Regulamentação da cobrança de impostos de empresas optantes pelo Simples é aprovada em comissão

A Comissão de Desenvolvimento Econômico aprovou proposta do deputado Otavio Leite, do PSDB do Rio de Janeiro, que regulamenta a cobrança de ICMS e ISS de micro e pequenas empresas optantes pelo Simples (PLP 586/10).

Como explica o relator da proposta, deputado Renato Molling, do PP do Rio Grande do Sul, muitos estados e municípios desconsideram a regra de que essas empresas devem pagar em uma via única, com alíquota reduzida, os dois tributos.

Em operações interestaduais, no caso do ICMS, e em diversas circunstâncias para o ISS, é aplicada até a alíquota total. No caso do ICMS, por exemplo, pode-se passar de cerca de 4% para 11% do valor da operação. A proposta explicita que é obrigatória a cobrança simplificada, com alíquota reduzida para optantes do Simples.

Molling explica que um dos motivos dessa cobrança, que acredita que seja injusta, é a diferença de alíquotas de impostos entre municípios e entre estados.

"A carga tributária, com essa regulamentação, vai cair para as micro e pequenas empresas, que vão realmente ter o direito de pagar somente o que fixa a lei federal."

O deputado, porém, acredita que as mudanças vão significar diminuição de arrecadação e pode gerar reações dos secretários de Fazenda.

Integrante do Conselho Federal de Economia, Roberto Piscitelli acredita que a maior resistência deva se dar com o ICMS, que constitui cerca de 20% da arrecadação dos estados.

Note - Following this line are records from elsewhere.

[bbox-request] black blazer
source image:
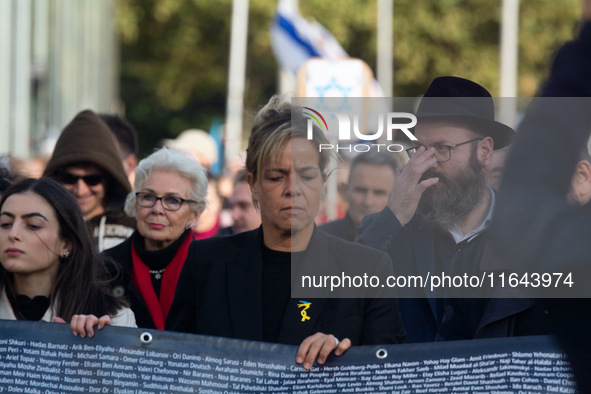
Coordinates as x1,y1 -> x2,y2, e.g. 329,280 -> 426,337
167,226 -> 405,346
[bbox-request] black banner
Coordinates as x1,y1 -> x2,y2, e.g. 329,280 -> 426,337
0,320 -> 577,393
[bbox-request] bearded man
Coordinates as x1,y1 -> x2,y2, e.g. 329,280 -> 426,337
356,76 -> 514,343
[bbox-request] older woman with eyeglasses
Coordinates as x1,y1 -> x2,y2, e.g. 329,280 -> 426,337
104,148 -> 207,329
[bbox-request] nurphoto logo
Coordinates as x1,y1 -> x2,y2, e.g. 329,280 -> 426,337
304,108 -> 418,153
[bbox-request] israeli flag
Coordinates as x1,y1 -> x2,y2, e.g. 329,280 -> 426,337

Ele acredita que o desafio é harmonizar a legislação.

"Essa perda não deve ser considerada assim como tão relevante. Mas, devido ao regime tributário que temos, as três esferas de competência tributária: União, estados e Municípios. A dificuldade que se tem, inclusive na discussão de uma reforma tributária, é dar um tratamento neutro às transações interestaduais."

O projeto que regulamenta a tributação de micro e pequenas empresas será analisado pelas comissões de Finanças e Tributação e Constituição e Justiça antes de ser analisado pelo Plenário.